Be sure to practice a bit with it beforehand. Unlike the random orbital this baby'll burn a hole in whatever you're trying to polish if you're not being careful. Also: its heavy.

 

Moonduster

Super Anarchist
4,823
230
No. You cannot use your random orbit sander to buff wax or apply rubbing compounds. The problem is that its orbits are too small and without sufficient action, the surface overheats before the wax/compound have done their work. It won't do the job and if you're not lucky, you can really ruin your finish.

The Makita tool mentioned above is really the best tool for the job and has the added benefit of being a super general purpose grinder/sander/polisher. You'll get a lot of good use from it over the years and its built to last.

Failing that, go to an auto parts store and buy an el-cheap car buffer.

Good luck!

 
OK, while I have your attention, one more question to put my mind at ease about the $200 power tool I swore yesterday I wouldn't buy, but now have my finger poised above the 'buy' button.

Not that I'm seriously considering it, because I know I won't be able to control the speed well over the several days I expect to need, but could I in theory use a good drill, capable of the 3000 RPM of the Makita (my Hitachi can go that fast)? It seems that the issue is overspeeding and cutting grooves in your work.

 

tommays

Super Anarchist
1,383
54
Northport
P2142637.jpg


Suck it and buy the tool :) you will NOT get good results without the correct pads which they really dont make for hand drills

 
D

Darryn

Guest
Drill does a great job, especially in tight fiddly spots like a deck. The Makita sander recommended above is great for wide open spaces, terrible for in close precise work. 3000rpm is to fast unless you have an expert rating on this equipment, start very slow. You can buy a wool buff pad for a drill and foam too, suppliers to car crash repairers is the source. I use a cordless drill with the side handle attached to control it. Start off on the slow speed. You be changing batt packs every 20 minutes so plan your job around that. I also own a variable speed different brand version of the Makita so I can compare the drill/versus polisher sander and for infrequent use on fiddly work I would use the drill with a wool pad. Spend your money on the cutting compound and wax, farecla is very good.

Good luck with your job, dont forget the before and after pics for job satisfaction.

One last thing, start off in a spot which isn't very visible until you get the hang of it.

cheers

Darryn

Mosquito ( catamaran )

Flying Fifteen (daysailor keel boat )

 

Moonduster

Super Anarchist
4,823
230
The Makita has variable, electronically-controlled speed. For polishing applications use a sheep's wool cover on a medium foam pad, and pretty slow speeds or you'll burn your wax/compound.

Good luck!

 

daffy

Super Anarchist
2,052
2
NW
anybody use the harbor freight sander/polisher?
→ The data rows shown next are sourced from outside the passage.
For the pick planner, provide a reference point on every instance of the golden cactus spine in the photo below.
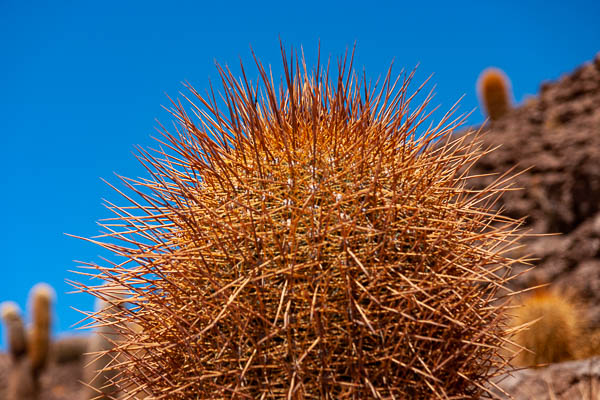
(554, 335)
(315, 241)
(494, 92)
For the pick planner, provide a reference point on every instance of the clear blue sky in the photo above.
(82, 82)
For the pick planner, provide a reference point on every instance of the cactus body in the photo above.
(494, 91)
(555, 335)
(41, 298)
(15, 329)
(99, 373)
(312, 244)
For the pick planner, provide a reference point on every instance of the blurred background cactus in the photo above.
(29, 351)
(553, 337)
(314, 244)
(494, 92)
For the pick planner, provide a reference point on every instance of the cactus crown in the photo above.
(311, 243)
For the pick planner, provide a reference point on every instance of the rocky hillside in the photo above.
(555, 139)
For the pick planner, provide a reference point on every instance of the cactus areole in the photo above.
(312, 238)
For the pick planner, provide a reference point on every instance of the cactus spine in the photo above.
(494, 91)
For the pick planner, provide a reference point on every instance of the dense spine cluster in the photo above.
(495, 94)
(317, 241)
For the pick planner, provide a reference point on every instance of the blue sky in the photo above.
(81, 83)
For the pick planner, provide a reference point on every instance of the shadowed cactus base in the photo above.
(313, 242)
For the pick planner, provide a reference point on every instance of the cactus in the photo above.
(15, 329)
(41, 298)
(556, 332)
(29, 352)
(99, 371)
(314, 243)
(494, 92)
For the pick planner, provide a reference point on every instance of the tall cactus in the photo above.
(494, 91)
(100, 372)
(29, 351)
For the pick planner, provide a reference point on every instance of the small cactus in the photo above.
(41, 298)
(99, 372)
(494, 92)
(554, 330)
(313, 243)
(29, 351)
(15, 329)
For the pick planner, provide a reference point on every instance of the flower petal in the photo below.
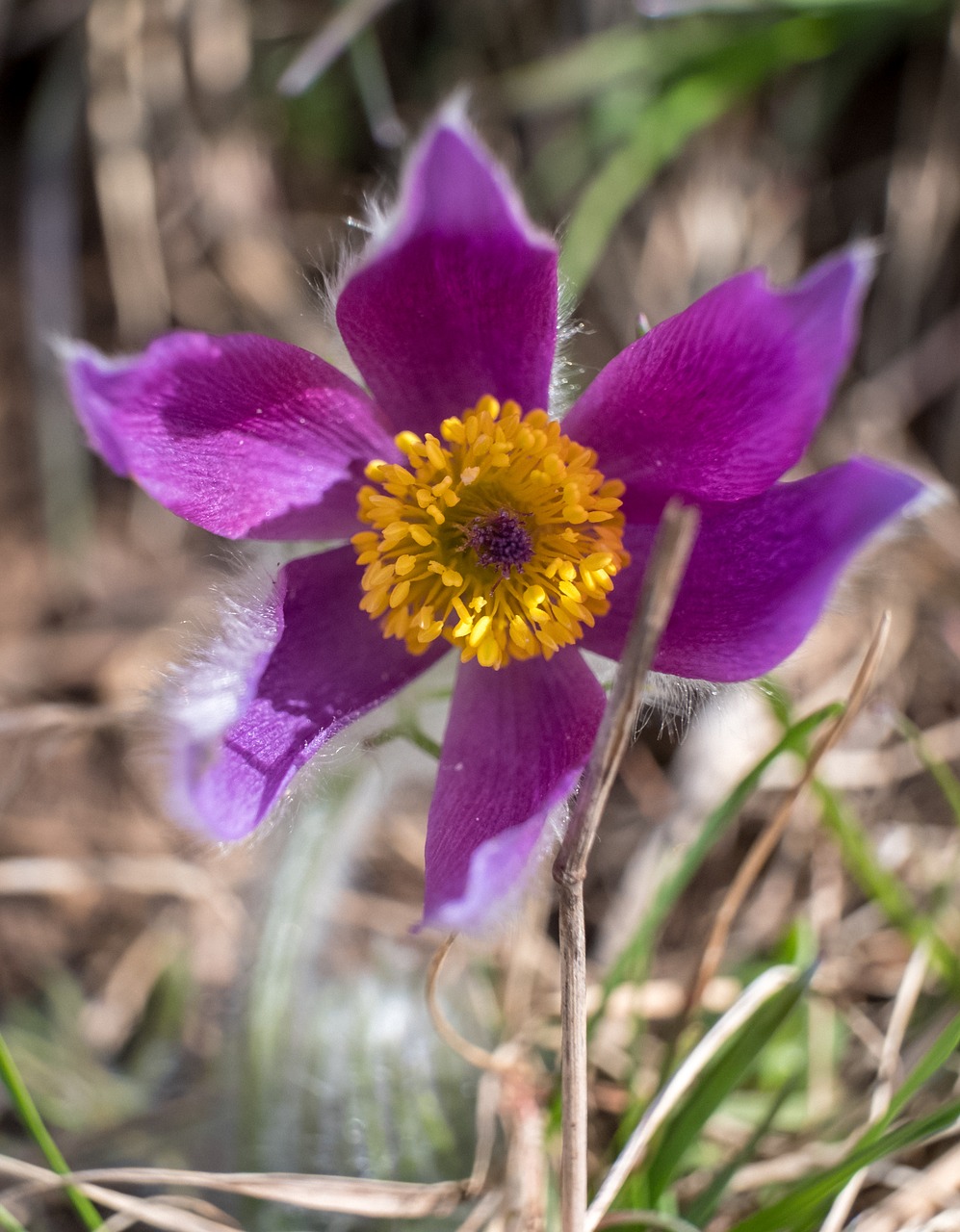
(242, 435)
(514, 748)
(458, 298)
(318, 664)
(761, 571)
(721, 400)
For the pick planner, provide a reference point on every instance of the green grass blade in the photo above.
(597, 62)
(943, 775)
(34, 1124)
(704, 1206)
(9, 1222)
(881, 886)
(662, 128)
(802, 1206)
(718, 1078)
(633, 962)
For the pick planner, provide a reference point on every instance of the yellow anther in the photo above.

I know it's a pos but 30bucs for only a few uses ain't bad.

 

BalticBandit

Super Anarchist
11,114
2
OK, while I have your attention, one more question to put my mind at ease about the $200 power tool I swore yesterday I wouldn't buy, but now have my finger poised above the 'buy' button.

Not that I'm seriously considering it, because I know I won't be able to control the speed well over the several days I expect to need, but could I in theory use a good drill, capable of the 3000 RPM of the Makita (my Hitachi can go that fast)? It seems that the issue is overspeeding and cutting grooves in your work.
Don't buy that tool... RENT IT. most areas have tool rental for construction folks. Orbital buffers and grinders can be rented cheap.

 
388
0
CT
anybody use the harbor freight sander/polisher? I know it's a pos but 30bucs for only a few uses ain't bad.

Bought a bunch of harbor freight tools, one for every job I might need to do on the boat. So far, they have worked great, but I haven't done tons of work.